Review Summary: got my dick in one hand, and a gun in the other
What does it take to be a band? What does it take to make an album? Incredibly little. You need to have some notes ready on your instrument of choice, that part is pretty easy - there are lots to choose from and most of them will sound good to some freak out there. If you get the notes wrong sometimes it's not even a big deal. And get this: you are even allowed to use any note used in the past by other bands. Optionally, you need to convince some other people to play along on other instruments, you don't need to be friends or even have synergy with them or anything so that shouldn't be a problem. Oftentimes, as well as instruments you should try to make some kind of noise with your mouth too - luckily people seem to enjoy even the absolute worst sounds possible to come out of human mouths, just look at the popularity of Rush.
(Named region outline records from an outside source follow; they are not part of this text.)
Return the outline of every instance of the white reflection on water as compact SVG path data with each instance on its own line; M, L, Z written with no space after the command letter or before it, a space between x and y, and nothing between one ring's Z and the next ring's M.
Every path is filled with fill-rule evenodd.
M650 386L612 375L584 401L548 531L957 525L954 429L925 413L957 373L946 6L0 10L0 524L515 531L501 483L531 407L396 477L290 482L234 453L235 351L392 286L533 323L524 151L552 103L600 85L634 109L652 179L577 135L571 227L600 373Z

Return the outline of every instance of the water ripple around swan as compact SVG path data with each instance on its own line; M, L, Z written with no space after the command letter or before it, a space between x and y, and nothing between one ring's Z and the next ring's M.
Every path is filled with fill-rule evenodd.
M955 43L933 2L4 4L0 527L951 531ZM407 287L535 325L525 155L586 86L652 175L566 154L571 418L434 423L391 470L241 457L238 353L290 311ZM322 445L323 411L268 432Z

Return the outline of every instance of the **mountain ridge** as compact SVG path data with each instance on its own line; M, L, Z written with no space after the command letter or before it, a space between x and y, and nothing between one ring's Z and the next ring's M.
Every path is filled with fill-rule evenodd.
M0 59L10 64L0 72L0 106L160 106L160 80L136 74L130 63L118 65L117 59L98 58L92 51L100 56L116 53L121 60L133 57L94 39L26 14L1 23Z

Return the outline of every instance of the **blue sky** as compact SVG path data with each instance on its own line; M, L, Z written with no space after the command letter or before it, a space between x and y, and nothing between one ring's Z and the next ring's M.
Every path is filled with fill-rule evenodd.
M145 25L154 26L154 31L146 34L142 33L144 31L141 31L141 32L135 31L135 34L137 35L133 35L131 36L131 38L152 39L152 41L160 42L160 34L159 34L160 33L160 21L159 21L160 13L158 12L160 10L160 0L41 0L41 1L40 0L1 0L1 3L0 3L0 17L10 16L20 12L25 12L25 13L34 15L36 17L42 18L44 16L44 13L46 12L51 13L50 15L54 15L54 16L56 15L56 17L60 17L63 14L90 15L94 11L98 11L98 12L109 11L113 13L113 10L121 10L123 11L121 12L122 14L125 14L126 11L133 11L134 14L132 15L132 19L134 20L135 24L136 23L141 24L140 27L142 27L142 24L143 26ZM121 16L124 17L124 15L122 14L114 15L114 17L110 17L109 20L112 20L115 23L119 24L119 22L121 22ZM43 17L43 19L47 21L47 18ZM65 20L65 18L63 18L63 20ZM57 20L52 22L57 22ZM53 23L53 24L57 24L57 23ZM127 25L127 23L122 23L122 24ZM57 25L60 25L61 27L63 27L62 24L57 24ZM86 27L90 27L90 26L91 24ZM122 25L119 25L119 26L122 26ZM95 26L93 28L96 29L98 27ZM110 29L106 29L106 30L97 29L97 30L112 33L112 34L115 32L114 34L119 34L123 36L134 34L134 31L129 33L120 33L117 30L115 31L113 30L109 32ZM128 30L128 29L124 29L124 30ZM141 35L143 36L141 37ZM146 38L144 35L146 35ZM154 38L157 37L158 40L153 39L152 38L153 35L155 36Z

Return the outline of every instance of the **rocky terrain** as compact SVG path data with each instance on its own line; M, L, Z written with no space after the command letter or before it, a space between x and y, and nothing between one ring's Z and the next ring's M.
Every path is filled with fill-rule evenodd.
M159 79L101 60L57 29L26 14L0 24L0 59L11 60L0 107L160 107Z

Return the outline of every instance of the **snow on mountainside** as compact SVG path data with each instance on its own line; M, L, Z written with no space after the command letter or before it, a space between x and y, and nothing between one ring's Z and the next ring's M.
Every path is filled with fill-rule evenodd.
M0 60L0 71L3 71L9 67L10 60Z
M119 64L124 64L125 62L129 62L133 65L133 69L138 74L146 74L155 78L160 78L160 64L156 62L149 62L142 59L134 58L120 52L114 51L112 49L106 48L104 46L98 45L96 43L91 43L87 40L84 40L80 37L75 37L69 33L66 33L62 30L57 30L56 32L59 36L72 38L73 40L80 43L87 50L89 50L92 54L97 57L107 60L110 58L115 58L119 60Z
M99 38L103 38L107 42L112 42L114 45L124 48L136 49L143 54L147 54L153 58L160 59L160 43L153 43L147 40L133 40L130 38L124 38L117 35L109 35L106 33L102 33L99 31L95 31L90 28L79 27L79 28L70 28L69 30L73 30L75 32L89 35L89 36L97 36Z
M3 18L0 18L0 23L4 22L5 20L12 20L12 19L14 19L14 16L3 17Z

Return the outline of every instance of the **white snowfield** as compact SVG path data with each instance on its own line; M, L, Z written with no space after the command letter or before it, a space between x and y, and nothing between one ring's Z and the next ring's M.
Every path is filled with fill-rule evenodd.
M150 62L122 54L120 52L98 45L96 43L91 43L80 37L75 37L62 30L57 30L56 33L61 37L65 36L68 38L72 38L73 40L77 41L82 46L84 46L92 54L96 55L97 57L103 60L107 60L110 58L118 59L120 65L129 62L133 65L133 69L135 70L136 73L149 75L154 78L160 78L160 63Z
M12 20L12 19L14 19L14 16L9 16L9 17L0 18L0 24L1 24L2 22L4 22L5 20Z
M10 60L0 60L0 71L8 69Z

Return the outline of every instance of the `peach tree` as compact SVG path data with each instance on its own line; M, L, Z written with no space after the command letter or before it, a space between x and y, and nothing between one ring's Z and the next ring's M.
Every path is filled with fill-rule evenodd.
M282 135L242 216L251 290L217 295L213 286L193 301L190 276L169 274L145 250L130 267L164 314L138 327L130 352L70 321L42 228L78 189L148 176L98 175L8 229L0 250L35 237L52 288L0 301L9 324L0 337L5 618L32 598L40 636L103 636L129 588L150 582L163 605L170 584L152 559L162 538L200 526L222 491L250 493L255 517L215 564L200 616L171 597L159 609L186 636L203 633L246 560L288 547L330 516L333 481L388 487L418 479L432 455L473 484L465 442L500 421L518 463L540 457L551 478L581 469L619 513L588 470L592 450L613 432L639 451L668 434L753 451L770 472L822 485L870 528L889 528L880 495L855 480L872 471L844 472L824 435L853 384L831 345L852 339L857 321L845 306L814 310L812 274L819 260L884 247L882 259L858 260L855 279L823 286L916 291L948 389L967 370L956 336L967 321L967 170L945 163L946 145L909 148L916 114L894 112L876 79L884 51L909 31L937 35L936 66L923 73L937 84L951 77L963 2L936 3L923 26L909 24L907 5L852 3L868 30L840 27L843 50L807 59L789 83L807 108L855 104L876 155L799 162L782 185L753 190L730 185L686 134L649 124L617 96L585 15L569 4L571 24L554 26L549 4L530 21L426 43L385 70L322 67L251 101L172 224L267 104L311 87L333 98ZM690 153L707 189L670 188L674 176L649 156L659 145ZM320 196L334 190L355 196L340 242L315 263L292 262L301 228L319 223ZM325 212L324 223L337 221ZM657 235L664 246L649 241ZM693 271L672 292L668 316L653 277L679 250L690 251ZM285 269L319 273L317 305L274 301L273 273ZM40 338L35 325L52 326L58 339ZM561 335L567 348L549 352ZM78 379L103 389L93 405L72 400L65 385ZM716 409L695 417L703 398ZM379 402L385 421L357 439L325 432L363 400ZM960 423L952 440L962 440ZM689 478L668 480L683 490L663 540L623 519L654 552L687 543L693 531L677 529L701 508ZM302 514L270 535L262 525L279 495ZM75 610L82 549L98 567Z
Get ready to inject scuzz directly into any and all functional veins left on your body because Drunks with Guns realised that just about any feckless scumbag on the planet can be in a band, mash together some half decent ideas, and publish some profoundly crude tracks to show for it. During the crowning achievement of all mankind's efforts that was the 1980s, these noise boys were one of the groups devolving punk self-righteousness into a caustic scorn of everything. The songs on this album sound like dark rings under the eyes, dirt under the fingernails, full to the brim ashtrays and a lingering taste that won't go away; sounds fuelled by that manic morning-after energy when you haven't quite sobered into painful hangover territory yet and the spirit alcohol of your choice together with a transcendental lack of inhibition still coarses up and down your spinal column.
Anything that might be considered a genuine success here is the tone of the guitar, one caked in the type of grime that stays forever. What is really appealing on this album is how impetuous it feels, the compositions are deliberately half baked; repetitive, simplistic yet somehow excellent riffs are played into the ground with mistakes abound, ad-libbed vocal grunts, moans and snarls seem included only to antagonise the listener, all propped up by a decent but barely practiced rhythm section deserving of endless credit - particularly the bass - for holding the mess together.
Opener/warm up session 'Blood Bath' includes mistakes from the very beginning, a single good riff scuzzed up to the eyeballs is lazily strummed with growing intensity beneath coarse, spontaneous groans of rambling hatred. More great riffs can be heard apathetically played on tracks 'Hell House' and 'Dick in One Hand', where the band seem more willing to experiment (barely) with composition. The riffs are often outshined by the ubiquitous bass which provides genuine grooviness to moments which might otherwise fall flat, and is probably the most rewarding part of repeat listens. Influences like No Trend are apparent on latter tracks 'Beautiful Happiness' and 'Wonderful Subdivision' where important cultural topics of the era like "stupid haircuts" are viciously lambasted.
Likely a source of inspriation for the cartoonish transgression of bands like Brainbombs, most of the lyrics here come across as though they were plucked from some sort of contest to pen the dumbest, most offensive material possible. Lines like "rip your eyes out, fart into your brain", "got my dick in one hand, and a gun in the other", and "it smells like s
hit in the room where we practice" sum up the simultaneous raw contempt and silliness of the album. Cuts like 'New Wave Negro Girl' hint at a genuinely bigoted side of the band but are not presented coherently enough to not deviate from the narrative of all-consuming nihilism.
Anything resembling the ethos of this album is epitomized in closing jam 'Cowboy', a real s
hit-eating grin of a track where sardonically upbeat riffs and gleeful bass licks conspire with the asinine but somehow still thought-provoking advice of "Be a cowboy" to underline the total lack of investment the band had in this release. Whether or not any of the members of Drunks with Guns were or later became cowboys is unknown, regardless this album is an achievement in that it stands as testament to how nothing special is needed to make good music. Pretty much zero pretense, skill or even effort is on display here yet there is plenty to enjoy.